Carol é uma mulher elegante, marcada por seu estilo requintado da época, que pede o divórcio de seu marido, Harge (Kyle Chandler), pois não o ama. Carol se vê em uma situação terrível, presa às convenções sociais e a obrigação de continuar com o marido, tentando ser a esposa/mãe perfeita aos olhos dos outros.

No outro lado da história está Therese, uma moça mais nova presa a um trabalho pelo qual não sente conexão nenhuma em uma loja de brinquedos. Therese sonha em ser fotógrafa e, assim como Carol, está em um relacionamento com um homem por obrigação. Então, um dia, Carol vai até a loja onde Therese trabalha para comprar uma boneca para a filha e as duas se conhecem. Uma conexão e curiosidade muito grande une as duas e logo elas se apaixonam, vivendo uma paixão arrebatadora.

©StudioCanal & The Weinstein Company

Carol é uma obra de arte visual além de um clássico instantâneo pela sua riqueza técnica e também impecável em sua história, guiada por atuações magníficas de Cate Blanchett e Rooney Mara. A direção liderada por Todd Haynes se mostra rica em detalhes e é impossível não notar a expressão artística do diretor. Isso tudo é passado muito bem pela fotografia do filme feita por Edward Lachman, onde as cores se destacam e a sensação de estarmos assistindo um filme de época é grande, também pelas técnicas usadas em sua gravação, que foi feita inteiramente em filme e não digitalmente.

O jogo de cores, principalmente entre o azul e vermelho é bem clara, marcando os sentimentos das personagens e o estado emocional no qual elas se encontram. O azul (e outras cores “frias”) é a caracterização da solidão e do espaço que separa as duas personagens principais e é geralmente usado em cenas nas quais elas aparecem sozinhas em cena, longe uma da outra. Já o vermelho (e outras cores “quentes”) marca as cenas nas quais elas aparecem juntas, pensando uma na outra ou quando elas se veem, caracterizando o interesse mútuo de uma pela outra e a ligação forte que as duas sentem. Além disso o uso do reflexo/espelho, como nas cenas onde Therese ou Carol estão dentro de um carro, e o uso de outros elementos que passam a sensação de encarceramento e isolamento que elas sentem quando estão ao redor de outras pessoas também é usado muito bem, ajudando a expressar os sentimentos das duas quando não há diálogos. Todo esse conjunto artístico “fala” muito e é o equilíbrio perfeito entre o silêncio e o som no filme.

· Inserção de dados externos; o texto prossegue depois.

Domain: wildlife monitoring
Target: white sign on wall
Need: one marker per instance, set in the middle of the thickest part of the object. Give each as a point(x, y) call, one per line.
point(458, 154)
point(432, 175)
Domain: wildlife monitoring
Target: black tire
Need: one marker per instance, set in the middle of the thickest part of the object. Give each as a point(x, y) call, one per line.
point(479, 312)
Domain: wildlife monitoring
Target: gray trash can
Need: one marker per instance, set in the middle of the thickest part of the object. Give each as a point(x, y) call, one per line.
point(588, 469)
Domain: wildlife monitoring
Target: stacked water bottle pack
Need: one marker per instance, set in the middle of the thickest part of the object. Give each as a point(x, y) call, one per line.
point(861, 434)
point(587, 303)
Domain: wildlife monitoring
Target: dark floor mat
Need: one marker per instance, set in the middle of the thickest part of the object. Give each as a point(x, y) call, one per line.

Outro ponto fortíssimo do filme é a sua trilha sonora composta por Carter Burwell. A música, mais do que qualquer outro aspecto técnico do filme, fala pelas personagens de uma maneira que as palavras não conseguiriam mesmo se existisse mais diálogos no filme. A trilha criada se torna parte da história, agindo como um meio de ligação entre as duas personagens principais e o que elas sentem uma pela outra. O ritmo construído se encaixa muito bem nas cenas e nas situações vividas na tela, sejam elas em um clima acelerado ou mais lento. Isso é passado principalmente através dos instrumentos escolhidos pelo compositor e é clara a atenção que ele deu aos pequenos detalhes de cada parte do filme, transportando-nos para o mais próximo e íntimo possível de Therese e Carol e o amor das duas.

©StudioCanal & The Weinstein Company

Um detalhe interessante e que achei uma grande sacada do diretor foi de começar o filme com uma de suas cenas finais, o que deixa quem assiste com uma vontade ainda maior de saber como a história se desenrolou para chegar a tal ponto. A frase “tudo completa seu ciclo” (escrita somente para o filme) se encaixa muito bem nessa situação, assim como em sutilezas ao decorrer do filme. Por exemplo, no trem que Carol comprou para sua filha: o brinquedo dá voltas e voltas, assim como a vida das personagens mas, no fim, o ciclo se completa e a cena final com Therese e Carol é uma das mais marcantes do longa inteiro.

Carol é um exemplo perfeito para se falar de um filme muito bem realizado, em que até os mínimos detalhes são previamente pensados, desde seu figurino, fotografia, som, música, roteiro, etc. O filme também não seria nada sem as interpretações de seu elenco, com o destaque absoluto para as atrizes principais que entregam o máximo de si em atuações incrivelmente marcantes.